The trials of the Hogwarts IT director

Plucked from the personal archives of the late Albus Dumbledore, headmaster
To: Albus Dumbledore, Headmaster
From: Coxrid, IT director, Hogwarts School of Witchcraft and Wizardry
Re: My resignation
I regret that I must resign my position, effective two weeks ago, at least. It is simply impossible under these conditions to create a modern, integrated, flexible IT architecture aligned with the school’s educational mission and objectives.
Deployment of the OC-3 fiber backbone met insuperable difficulties, as you know, when the cabling crew was attacked repeatedly by Dementors.

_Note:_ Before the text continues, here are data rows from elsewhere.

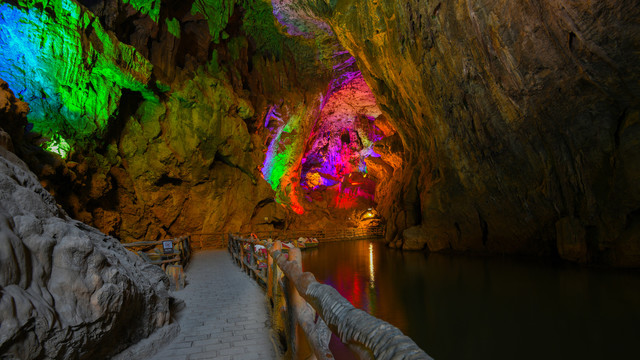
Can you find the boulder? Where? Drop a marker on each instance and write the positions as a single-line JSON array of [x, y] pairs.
[[67, 291]]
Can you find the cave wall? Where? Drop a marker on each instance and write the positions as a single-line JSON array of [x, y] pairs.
[[518, 121], [67, 291], [181, 148]]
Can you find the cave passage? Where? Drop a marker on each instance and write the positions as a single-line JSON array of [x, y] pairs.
[[458, 307]]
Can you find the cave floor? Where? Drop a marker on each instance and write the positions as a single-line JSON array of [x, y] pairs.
[[226, 314]]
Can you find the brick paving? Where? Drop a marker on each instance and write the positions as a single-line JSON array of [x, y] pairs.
[[225, 315]]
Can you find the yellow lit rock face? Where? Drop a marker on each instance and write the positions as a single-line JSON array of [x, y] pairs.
[[513, 117]]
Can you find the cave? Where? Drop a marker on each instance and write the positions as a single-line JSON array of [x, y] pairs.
[[466, 130]]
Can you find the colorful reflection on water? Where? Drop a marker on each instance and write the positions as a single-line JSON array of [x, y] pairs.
[[458, 307]]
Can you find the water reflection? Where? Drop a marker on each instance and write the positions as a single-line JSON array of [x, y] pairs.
[[466, 307]]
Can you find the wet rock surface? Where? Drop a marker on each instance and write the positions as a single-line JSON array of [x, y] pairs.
[[67, 291], [513, 117]]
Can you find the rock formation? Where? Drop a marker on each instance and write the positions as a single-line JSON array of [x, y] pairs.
[[509, 127], [518, 121], [67, 291]]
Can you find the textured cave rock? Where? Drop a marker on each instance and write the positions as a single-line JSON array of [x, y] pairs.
[[519, 120], [67, 291], [510, 127]]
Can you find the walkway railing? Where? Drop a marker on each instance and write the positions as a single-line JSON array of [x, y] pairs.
[[218, 240], [305, 312]]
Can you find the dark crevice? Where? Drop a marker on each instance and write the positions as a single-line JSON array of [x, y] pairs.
[[572, 38], [166, 180], [129, 103], [225, 160], [484, 228]]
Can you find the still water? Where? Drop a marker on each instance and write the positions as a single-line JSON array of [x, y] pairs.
[[458, 307]]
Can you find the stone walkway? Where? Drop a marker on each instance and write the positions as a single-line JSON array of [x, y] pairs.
[[225, 315]]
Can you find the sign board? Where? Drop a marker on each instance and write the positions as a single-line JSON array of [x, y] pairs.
[[167, 246]]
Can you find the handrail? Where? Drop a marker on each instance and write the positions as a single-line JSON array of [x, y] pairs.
[[368, 336], [208, 240]]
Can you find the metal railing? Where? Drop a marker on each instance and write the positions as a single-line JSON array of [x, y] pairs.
[[305, 312], [218, 240]]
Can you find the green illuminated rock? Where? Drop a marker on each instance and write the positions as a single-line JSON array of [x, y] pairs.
[[71, 72]]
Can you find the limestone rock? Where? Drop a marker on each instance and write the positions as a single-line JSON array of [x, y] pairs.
[[66, 290], [512, 117], [414, 238]]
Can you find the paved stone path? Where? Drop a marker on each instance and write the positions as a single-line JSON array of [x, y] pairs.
[[225, 315]]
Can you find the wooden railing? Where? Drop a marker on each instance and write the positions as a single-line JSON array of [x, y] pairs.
[[218, 240], [305, 312]]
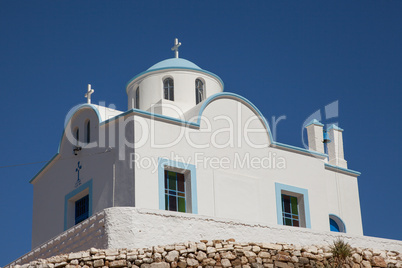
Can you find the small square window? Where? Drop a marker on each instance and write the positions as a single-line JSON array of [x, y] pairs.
[[292, 206], [175, 191], [78, 205], [290, 210]]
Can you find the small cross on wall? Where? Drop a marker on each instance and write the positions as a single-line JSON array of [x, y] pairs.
[[175, 48], [89, 93]]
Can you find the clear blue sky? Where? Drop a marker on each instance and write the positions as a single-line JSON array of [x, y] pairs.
[[287, 57]]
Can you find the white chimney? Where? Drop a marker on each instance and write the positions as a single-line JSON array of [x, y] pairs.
[[335, 147], [315, 136]]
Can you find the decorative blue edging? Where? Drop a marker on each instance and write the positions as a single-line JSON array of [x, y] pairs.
[[73, 193], [176, 68], [349, 171], [278, 192], [337, 218], [162, 162]]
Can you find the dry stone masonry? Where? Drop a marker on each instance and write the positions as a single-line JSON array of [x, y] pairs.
[[217, 253]]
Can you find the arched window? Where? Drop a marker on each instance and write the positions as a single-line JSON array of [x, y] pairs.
[[336, 224], [77, 135], [88, 132], [168, 89], [137, 98], [199, 91]]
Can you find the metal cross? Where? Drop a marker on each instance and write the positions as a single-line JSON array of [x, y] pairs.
[[78, 171], [89, 93], [175, 48]]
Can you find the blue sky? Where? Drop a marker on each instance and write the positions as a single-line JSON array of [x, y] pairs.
[[289, 58]]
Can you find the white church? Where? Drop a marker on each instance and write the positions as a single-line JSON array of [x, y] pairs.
[[189, 151]]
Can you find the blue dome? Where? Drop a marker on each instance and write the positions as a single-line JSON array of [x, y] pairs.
[[174, 63]]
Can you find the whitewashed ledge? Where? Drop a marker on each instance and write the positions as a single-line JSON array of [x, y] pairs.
[[128, 227]]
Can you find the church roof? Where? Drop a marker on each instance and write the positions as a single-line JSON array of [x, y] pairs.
[[174, 63]]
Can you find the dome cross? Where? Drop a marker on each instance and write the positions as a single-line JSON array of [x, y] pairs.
[[175, 48], [89, 93]]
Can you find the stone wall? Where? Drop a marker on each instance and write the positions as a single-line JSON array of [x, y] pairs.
[[89, 232], [217, 253], [128, 227]]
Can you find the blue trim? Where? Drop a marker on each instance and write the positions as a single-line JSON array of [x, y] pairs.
[[353, 172], [294, 148], [162, 162], [315, 122], [43, 168], [333, 126], [175, 68], [278, 191], [335, 217], [73, 193], [174, 62]]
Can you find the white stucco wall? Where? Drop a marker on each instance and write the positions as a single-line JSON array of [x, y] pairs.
[[243, 192], [231, 189]]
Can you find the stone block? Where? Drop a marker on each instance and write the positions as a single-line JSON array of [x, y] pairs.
[[160, 265], [118, 263], [378, 261]]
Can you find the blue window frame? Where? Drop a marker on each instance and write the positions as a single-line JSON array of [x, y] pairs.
[[70, 204], [336, 224], [168, 88], [199, 91], [173, 178], [81, 209], [175, 191], [292, 205], [290, 211]]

Cabling staff rarely are effervescent people in the best of times, and having their life force sucked through their faces by cloaked, shadowy horrors as they lay paralyzed in icy terror is a serious de-motivator.
I may say that your presumably jocular suggestion that the Cisco Certified Network Professional training be modified to include instruction in casting the Patronus Charm was not well received.
As you know, it was considered impractical to deploy CAT5 cable in most areas because of the prevalence of solid granite walls, floors and ceilings and your adamant refusal to consider installing drop-down ceilings — not to mention the difficulties imposed by randomly moving staircases.

But attempts to deploy a wireless LAN have been frustrated by first-form students removing the antennas from the access points, in the conviction that these make superior wands. A conviction that proved immune to a very rigorous, indeed educational, outreach program by the school’s able caretaker, Argus Filch.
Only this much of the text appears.